Here's the motor mount in place in the frames . Again it's just held with the mini tabs.
Once that is soldered up it's time to add the frame overlays. They are very long half etched pieces and as a result were slightly bowed on the fret. Once I snipped them of the fret they became very banana like.
However after mounting onto the frames using the mini tabs, they were a perfect fit. As can be seen I managed to break two of the tabs at the front (don't ask) above where the pony will be. I also omitted to fold out the tabs above the axle slots, but had already twisted the others, so it was simpler to carry on. I clipped the loose part of the overlay tight to the frame with a small bulldog clip, before soldering all around the edge.

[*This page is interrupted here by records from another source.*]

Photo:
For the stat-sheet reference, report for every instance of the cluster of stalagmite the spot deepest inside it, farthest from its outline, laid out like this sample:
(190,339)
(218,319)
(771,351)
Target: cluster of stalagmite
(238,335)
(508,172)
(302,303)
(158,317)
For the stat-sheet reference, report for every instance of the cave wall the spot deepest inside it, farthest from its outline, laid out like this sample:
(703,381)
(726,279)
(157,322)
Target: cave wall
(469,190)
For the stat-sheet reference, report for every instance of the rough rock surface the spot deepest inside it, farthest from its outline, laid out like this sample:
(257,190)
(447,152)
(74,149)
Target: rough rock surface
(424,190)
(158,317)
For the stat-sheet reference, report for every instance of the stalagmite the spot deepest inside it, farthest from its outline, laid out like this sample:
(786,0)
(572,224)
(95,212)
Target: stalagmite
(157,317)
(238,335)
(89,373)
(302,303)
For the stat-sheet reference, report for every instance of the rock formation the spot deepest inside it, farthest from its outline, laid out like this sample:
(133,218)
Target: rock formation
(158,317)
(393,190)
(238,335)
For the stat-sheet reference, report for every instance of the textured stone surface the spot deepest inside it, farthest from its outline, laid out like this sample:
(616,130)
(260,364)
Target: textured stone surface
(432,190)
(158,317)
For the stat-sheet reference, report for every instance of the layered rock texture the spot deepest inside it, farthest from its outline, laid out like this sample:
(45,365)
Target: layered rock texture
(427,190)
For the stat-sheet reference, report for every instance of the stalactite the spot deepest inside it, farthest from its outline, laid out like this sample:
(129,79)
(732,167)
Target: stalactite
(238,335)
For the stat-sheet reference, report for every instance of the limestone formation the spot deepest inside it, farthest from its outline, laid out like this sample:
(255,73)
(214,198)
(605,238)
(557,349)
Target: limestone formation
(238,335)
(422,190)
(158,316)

Once both overlays were on and cleaned up, the spring hangers are next. This is the down side of this kit as all the cast parts are nickel silver and require a lot of time to prepare. Not because they are poor but because there are so many of them. If you go with the removable option for the springs as I have done, then there's even more work drilling out and tapping.
Having followed the instructions and already added the ash pan, I put on the hangers adjacent to the ash pan first as there is restricted access for the soldering iron, and I wanted to get the difficult ones out of the way. As it turns out, I got them in without too much bother , but it would be easier to do with the ash pan not there. I think I'll replaced the 12 BA cheese head bolts with hex bolts from Eileens. It will then look like the lock nut on the spring adjuster.
The middle springs are done and some of the remaining parts are prepared. This shows the clearance issue with the rear middle spring hanger and front rear spring hanger, being close to the ash pan.
And a shot from a different angles. The peg sticking up in the bearing slot is to set the lower movement of the bearing and needs to be reduced. East to do when the spring can be taken off.